Access external resources from local containers

Hi, everyone,

I’m hoping someone else has experienced and has some thoughts on how to resolve this.

We are using the Astronomer CLI to develop DAGs locally, but the containers that are started don’t appear to have access to any external resources such as a network file system or database. I am running on Windows 10 using Docker Desktop.

I would like to write some DAGs on my local workstation that can read/write files from some of our network shares and would love to be able to access our external database servers.

Thanks!

Hi Larry,

Not 100% sure on this but I don’t think the containers can interact with your local file system, and nor should they. Best practice is to set up cloud connections between databases and storage systems.

We currently use Big Query and Cloud Storage to use as our database and file system. This allows me to interact with the data and files I need to easily.

I suppose you could set up some sort of secure tunneling to your private network. Once you deploy to a production instance you would have to set something up anyway, but that probably isn’t the easiest. It makes it a lot easier if you move your processes to the cloud.

Thanks, @kaseyatkellyklee. Sorry if I wasn’t clear. I’m not looking for them to interact with my local file system (i.e the file system of the Windows machine running Docker Desktop). I’m hoping to find a way to allow them to see things like our network storage or to connect to an external SQL Server database that lives on a test server as these are things a full deployment of Airflow will be doing.

To add a bit more additional information, we’re in the process of setting up a fully on-prem version of Astronomer running on OpenShift in our data center. For the time being we are fully on-prem and won’t be able to run or store anything in the cloud right now.

Hey @larry.komenda - does your laptop have access to the resources you’re trying to read/write to?

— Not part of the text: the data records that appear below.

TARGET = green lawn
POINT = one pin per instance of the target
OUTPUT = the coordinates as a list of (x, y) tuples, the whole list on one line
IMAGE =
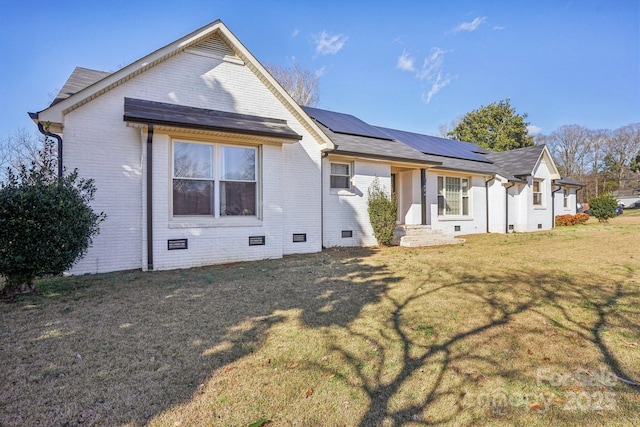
[(522, 329)]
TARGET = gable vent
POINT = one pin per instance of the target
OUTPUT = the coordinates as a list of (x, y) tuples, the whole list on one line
[(214, 47)]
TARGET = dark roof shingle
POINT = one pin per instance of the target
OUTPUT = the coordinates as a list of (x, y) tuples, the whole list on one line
[(78, 80)]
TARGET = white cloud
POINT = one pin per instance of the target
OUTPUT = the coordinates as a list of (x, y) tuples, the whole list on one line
[(405, 62), (436, 85), (470, 26), (327, 44), (533, 130), (430, 71), (432, 64)]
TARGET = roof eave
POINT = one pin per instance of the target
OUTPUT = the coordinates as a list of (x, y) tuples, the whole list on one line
[(382, 157)]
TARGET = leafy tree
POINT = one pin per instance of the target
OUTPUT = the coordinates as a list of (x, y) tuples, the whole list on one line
[(603, 206), (383, 210), (495, 127), (300, 83), (46, 223)]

You should be able to access anything networked that your host can. Maybe it’s just a matter of setting up the necessary connections in your local Airflow instance?

https://airflow.apache.org/docs/1.10.1/howto/manage-connections.html

Hi, @pete. Yes, the computer hosting the CLI instance has access to those resources I mentioned. I had tried setting up the connections, but I’ll give it another shot.

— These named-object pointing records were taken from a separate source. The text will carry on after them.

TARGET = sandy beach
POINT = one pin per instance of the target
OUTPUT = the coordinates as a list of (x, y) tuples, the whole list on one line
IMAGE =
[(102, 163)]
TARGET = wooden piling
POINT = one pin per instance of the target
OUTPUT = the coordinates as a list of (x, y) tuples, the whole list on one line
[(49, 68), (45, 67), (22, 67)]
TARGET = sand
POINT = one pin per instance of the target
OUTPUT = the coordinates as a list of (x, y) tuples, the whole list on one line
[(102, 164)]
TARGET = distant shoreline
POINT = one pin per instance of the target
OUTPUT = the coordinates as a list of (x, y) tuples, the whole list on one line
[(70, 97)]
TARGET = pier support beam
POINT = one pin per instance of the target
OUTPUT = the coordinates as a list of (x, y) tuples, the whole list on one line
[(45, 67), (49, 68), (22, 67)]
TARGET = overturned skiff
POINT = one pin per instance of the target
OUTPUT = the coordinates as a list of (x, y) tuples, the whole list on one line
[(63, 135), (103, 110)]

I know the containers are based on Alpine Linux. Any tips for confirming that the running container does have access to those resources as step one? I can access the container using docker exec, but I had permissions issues pinging.

@pete I figured it out.

The container was not connected to the default bridge network, so I had to run “docker network connect bridge 1acbe962a5f7” to force it. Once I did that and I ran “docker network inspect bridge” I could see the container running the scheduler listed as a Container connected to “bridge”.

I just ran a test with an mssql_operator and was able to insert records into a test database.

3 Likes

Nice! Glad you figured it out- thanks for posting here, hopefully it’ll help others that run into similar issues :).

1 Like